Creating Gold Annotation Labels with BRAT

This is a short tutorial on how to use BRAT (Brat Rapid Annotation Tool), an online environment for collaborative text annotation.

http://brat.nlplab.org/


In [ ]:
%load_ext autoreload
%autoreload 2
%matplotlib inline
import os
import numpy as np

# Connect to the database backend and initalize a Snorkel session
from lib.init import *

Step 1: Define a Candidate Type


In [ ]:
Spouse = candidate_subclass('Spouse', ['person1', 'person2'])

a) Select an example Candidate and Document

Candidates are divided into 3 splits mapping to a unique integer id:

  • 0: training
  • 1: development
  • 2: testing

In this tutorial, we'll load our training set candidates and create gold labels for a document using the BRAT interface

Step 2: Launching BRAT

BRAT runs as as seperate server application. When you first initialize this server, you need to provide your applications Candidate type. For this tutorial, we use the Spouse relation defined above, which consists of a pair of PERSON named entities connected by marriage.

Currently, we only support 1 relation type per-application.


In [ ]:
from snorkel.contrib.brat import BratAnnotator

brat = BratAnnotator(session, Spouse, encoding='utf-8')

a) Initialize our document collection

BRAT creates a local copy of all the documents and annotations found in a split set. We initialize or document collection by passing in a set of candidates via the split id. Annotations are stored as plain text files in standoff format.

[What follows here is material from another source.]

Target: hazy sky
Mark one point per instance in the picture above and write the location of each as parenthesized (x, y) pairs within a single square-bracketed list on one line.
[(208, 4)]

After launching the BRAT annotator for the first time, you will need to login to begin editing annotations. Navigate your mouse to the upper right-hand corner of the BRAT interface (see Fig. 1) click 'login' and enter the following information:

  • login: brat
  • password: brat

Advanced BRAT users can setup multiple annotator accounts by adding USER/PASSWORD key pairs to the USER_PASSWORD dictionary found in snokel/contrib/brat/brat-v1.3_Crunchy_Frog/config.py. This is useful if you would like to keep track of multiple annotator judgements for later adjudication or use as labeling functions as per our tutorial on using Snorkel for Crowdsourcing.


In [ ]:
brat.init_collection("spouse/train", split=0)

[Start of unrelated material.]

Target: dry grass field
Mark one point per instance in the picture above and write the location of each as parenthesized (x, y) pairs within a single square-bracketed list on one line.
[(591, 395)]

We've already generated some BRAT annotations, so import and existing collection for purposes of this tutorial.


In [ ]:
brat.import_collection("data/brat-spouse.zip", overwrite=True)

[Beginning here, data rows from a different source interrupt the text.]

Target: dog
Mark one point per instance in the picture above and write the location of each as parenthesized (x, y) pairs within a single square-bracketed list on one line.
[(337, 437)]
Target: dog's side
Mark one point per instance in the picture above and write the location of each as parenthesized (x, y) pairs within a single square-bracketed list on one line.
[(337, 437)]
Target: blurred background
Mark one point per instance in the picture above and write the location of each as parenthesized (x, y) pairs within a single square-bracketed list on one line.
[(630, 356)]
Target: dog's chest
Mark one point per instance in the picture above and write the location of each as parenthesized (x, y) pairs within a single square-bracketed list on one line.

b) Launch BRAT Interface in a New Window

Once our collection is initialized, we can view specific documents for annotation. The default mode is to generate a HTML link to a new BRAT browser window. Click this link to connect to launch the annotator editor.


In [ ]:
doc_name = '5ede8912-59c9-4ba9-93df-c58cebb542b7'
doc = session.query(Document).filter(Document.name==doc_name).one()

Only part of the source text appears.